Masih terdiam, Cara hanya memandangku dengan kedua mata birunya yang kini terlihat redup. "Ia menceritakan semuanya padaku." tambahku dengan hati-hati. "Aku tahu kau membenciku saat ini... kau boleh membenciku selamanya, tapi Cara, aku tidak akan bisa bertahan lama jika kau meninggalkanku."
"Dimana Paman Dante?" suara serak Cara membuatku mendongak padanya lagi.
"Ia sedang mencari seseorang." balasku dengan cepat. "Apa kau tidak apa-apa?"
"Aku ingin berbicara padanya."
Sedikit rasa cemburu kembali tumbuh di dalam diriku, tapi aku berusaha untuk tidak menghiraukannya. "Dante tidak memberitahuku kapan Ia akan kembali. Mungkin masih besok. Apa kau mau minum? Makan sesuatu?"
"Aku sudah memakan mereka semua."
"Apa?"
Cara memandangku dengan tatapan dingin. "Aku sudah memakan mereka semua. Para anggota Silver Moon."
Tenggorokanku terasa tercekat, "Cara..."
"Tidak ada yang tersisa selain darah, Alex." katanya dengan suara bergetar diikuti oleh air mata yang mulai menggenangi kedua matanya. Kuraih kedua tangannya yang terasa dingin dalam genggamanku. "Apa yang terjadi?"

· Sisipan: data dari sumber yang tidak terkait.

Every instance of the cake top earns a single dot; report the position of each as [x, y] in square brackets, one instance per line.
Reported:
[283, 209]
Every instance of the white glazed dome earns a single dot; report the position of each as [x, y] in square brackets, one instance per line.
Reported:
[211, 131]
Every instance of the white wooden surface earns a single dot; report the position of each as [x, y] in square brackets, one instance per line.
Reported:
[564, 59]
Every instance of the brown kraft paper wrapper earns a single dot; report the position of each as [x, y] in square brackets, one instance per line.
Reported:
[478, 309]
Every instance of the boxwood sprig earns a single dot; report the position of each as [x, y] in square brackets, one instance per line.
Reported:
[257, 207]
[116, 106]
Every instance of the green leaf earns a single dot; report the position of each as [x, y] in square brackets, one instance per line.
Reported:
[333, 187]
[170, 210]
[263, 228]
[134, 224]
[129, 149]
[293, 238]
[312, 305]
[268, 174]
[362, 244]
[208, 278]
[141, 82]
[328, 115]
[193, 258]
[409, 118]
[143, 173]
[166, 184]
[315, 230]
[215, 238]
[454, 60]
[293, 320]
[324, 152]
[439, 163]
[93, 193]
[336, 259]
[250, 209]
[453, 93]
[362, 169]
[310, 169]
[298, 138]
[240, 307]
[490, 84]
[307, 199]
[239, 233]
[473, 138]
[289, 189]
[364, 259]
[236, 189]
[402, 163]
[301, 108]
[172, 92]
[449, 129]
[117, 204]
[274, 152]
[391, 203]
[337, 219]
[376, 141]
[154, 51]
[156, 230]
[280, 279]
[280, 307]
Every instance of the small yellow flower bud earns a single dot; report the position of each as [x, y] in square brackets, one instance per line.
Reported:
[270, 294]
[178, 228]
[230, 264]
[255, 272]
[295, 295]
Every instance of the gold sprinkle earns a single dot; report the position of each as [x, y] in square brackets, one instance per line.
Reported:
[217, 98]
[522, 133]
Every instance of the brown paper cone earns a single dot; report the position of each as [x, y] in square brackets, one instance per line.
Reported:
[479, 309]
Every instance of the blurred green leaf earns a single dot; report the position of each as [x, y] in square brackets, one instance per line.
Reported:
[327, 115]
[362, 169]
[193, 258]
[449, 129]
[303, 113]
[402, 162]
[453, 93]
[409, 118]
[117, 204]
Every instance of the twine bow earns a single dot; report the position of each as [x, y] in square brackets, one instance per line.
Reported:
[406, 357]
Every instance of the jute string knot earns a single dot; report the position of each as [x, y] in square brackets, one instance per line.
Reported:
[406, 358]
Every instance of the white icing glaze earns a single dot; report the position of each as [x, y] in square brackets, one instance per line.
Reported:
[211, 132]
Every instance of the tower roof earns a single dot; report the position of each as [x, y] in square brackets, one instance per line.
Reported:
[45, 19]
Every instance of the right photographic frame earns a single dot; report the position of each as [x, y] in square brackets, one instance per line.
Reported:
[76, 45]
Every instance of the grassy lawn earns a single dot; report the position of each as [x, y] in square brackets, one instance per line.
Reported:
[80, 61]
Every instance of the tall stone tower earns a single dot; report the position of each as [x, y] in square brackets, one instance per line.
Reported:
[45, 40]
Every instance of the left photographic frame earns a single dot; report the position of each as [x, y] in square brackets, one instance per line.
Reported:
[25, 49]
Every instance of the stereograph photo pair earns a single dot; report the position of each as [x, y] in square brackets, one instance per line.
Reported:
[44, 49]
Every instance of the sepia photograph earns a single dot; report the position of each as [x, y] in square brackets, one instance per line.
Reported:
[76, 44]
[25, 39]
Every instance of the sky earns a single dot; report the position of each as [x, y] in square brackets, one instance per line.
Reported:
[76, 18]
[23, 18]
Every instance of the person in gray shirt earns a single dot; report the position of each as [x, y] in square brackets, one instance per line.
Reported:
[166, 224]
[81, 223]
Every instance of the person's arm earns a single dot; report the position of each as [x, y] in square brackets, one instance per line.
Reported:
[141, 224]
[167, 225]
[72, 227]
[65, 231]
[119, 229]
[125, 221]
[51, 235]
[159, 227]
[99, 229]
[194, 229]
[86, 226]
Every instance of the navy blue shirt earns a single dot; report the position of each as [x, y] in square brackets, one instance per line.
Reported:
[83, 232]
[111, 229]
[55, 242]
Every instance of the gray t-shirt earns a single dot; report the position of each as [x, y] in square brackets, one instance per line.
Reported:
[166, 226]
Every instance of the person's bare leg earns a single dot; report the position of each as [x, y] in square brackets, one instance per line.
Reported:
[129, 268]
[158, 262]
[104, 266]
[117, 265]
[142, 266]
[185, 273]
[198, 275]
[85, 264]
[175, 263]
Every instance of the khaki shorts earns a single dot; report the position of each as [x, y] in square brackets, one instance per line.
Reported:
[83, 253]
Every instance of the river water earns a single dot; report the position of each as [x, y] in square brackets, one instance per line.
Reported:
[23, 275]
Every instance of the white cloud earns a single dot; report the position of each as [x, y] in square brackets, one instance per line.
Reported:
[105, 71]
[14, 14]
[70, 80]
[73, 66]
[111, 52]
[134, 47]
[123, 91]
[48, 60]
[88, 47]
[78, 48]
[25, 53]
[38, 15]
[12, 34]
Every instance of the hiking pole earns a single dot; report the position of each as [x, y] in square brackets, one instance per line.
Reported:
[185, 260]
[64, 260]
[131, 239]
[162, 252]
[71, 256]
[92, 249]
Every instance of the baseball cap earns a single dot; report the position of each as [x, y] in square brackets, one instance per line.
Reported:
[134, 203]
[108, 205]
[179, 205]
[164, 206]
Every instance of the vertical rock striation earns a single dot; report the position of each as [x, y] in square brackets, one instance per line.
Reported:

Cara tertawa dingin saat mendengar pertanyaanku, "Kau ingin mendengar bagian terbaiknya, Alex?" sebelum aku sempat menjawabnya Ia melanjutkan, "11 orang, aku membunuh mereka semua hanya dalam satu kedipan mata. Sama seperti saat aku membunuh binatang-binatang di hutan itu." Setetes air mata turun dari sudut matanya, kuangkat tanganku untuk menyekanya tapi Cara menahanku dengan mencengkeram pergelangan tanganku.
"Aku bahkan tidak bisa menghentikannya." suara isakan yang tertahan keluar dari bibirnya membuat hatiku terasa seperti diremas. "Hanya darah yang tersisa dari mereka. Tidak ada—tidak ada—"
"Itu bukan salahmu, Cara. Mereka pantas mendapatkannya. "
"Semuanya adalah salahku!" pekiknya dengan putus asa. "Paman Dante benar, aku harus menjauh dari semuanya agar aku tidak melukai siapapun lagi."
"Tidak!" balasku dengan keras hingga membuat Cara terlonjak kecil. Kutarik nafasku dalam-dalam untuk menenangkan diriku, "Maksudku, masih ada jalan lain selain menjauh. Aku tidak akan membiarkanmu hidup dalam pelarian lagi." Kuangkat salah satu tanganku untuk menangkup wajahnya, ibu jariku menyeka air mata yang kembali turun. "Aku berjanji, tidak akan ada yang akan menyakitimu lagi."
"Kau adalah orang pertama yang harus kujauhi, Alex."
Kalimat yang keluar dari bibirnya membuat nafasku tertahan dalam tenggorokanku. Aku tidak tahu apa Ia mengatakan itu untuk menyakitiku atau melindungiku. "Dan kau adalah satu-satunya yang kuinginkan dalam hidupku, Cara. Aku tidak membutuhkan yang lainnya selama kau berada di sisiku. Bahkan jika kau membenciku karena apa yang kakekku lakukan pada orangtuamu. Jika aku membutuhkan seluruh hidupku untuk menebusnya, aku akan melakukannya."
"Bagaimana jika aku tidak ingin melihat wajahmu lagi?" kedua matanya memandangku dengan penuh kesedihan. "Apa kau akan memaksaku melihat wajahmu yang mengingatkanku pada kakekmu?"
Kubuka bibirku tapi tidak ada suara yang keluar dariku. Kedua mataku mulai terasa panas saat memandang wajahnya, menyusuri setiap detail wajahnya. "Apapun yang terjadi, Cara, aku tidak akan pernah menginggalkanmu. Kemanapun kau berlari aku akan menemukanmu."
Air matanya turun semakin deras ke pipinya, satu ibu jariku tidak cukup untuk menyeka semuanya. Kucium pipinya yang basah lalu menyusurinya hingga ke kedua matanya yang terpejam. "Kau boleh berlari hingga ke ujung dunia, aku akan selalu menemukanmu." gumamku di antara aliran air mata dan isakannya.